During the protest, students stood by the school’s big concrete, outdoor water fountain screaming about the rule. Barney said the rule has not been changed this year and school administrators have said nothing concerning the bathroom protest.
“Administrators didn’t really do anything,” Barney said. “I don’t think they cared enough.”
Students say schools provide products in the bathrooms for students to use, but they are ruined quickly because of immature teenagers. Many students say it’s not the school’s fault that some students vape in the bathrooms and trash the facilities, but agree the administration can do more to provide cleaner restroom facilities
Northgate’s Cooper said she knows that as principal she must do something about the issue, but students have complained for years that no changes have been made. Shortly after being interviewed about these problems, more posters and rugs appeared in the bathrooms.

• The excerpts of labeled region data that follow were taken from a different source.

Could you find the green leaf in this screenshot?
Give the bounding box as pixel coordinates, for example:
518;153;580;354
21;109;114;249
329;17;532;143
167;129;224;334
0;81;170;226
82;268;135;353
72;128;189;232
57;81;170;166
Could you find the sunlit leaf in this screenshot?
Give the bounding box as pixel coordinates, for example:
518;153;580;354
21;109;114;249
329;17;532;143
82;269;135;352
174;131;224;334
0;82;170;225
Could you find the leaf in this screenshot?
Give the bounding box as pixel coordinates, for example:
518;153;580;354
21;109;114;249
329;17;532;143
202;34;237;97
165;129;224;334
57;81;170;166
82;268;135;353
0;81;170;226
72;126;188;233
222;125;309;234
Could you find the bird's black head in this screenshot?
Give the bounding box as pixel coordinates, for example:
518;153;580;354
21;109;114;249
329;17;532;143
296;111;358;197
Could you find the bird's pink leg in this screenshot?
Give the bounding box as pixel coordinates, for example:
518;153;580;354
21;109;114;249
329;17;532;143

The posters read, “Notice: Your Mother Does Not Work Here Clean Up Your Own Mess,” and, “Good Housekeeping: This is Your Home Away From Home – Please Help Keep It Clean.” The rugs were placed on the areas surrounding toilets and sinks to keep water from covering the ground.
“Oh my god, is this new?” said a female student when she walked in the bathroom and saw the new rugs. “Is there a carpet in each [bathroom stall]? Oh my god, there is!”
Sylvana Vuong is an 11th grader at Northgate High School in Walnut Creek.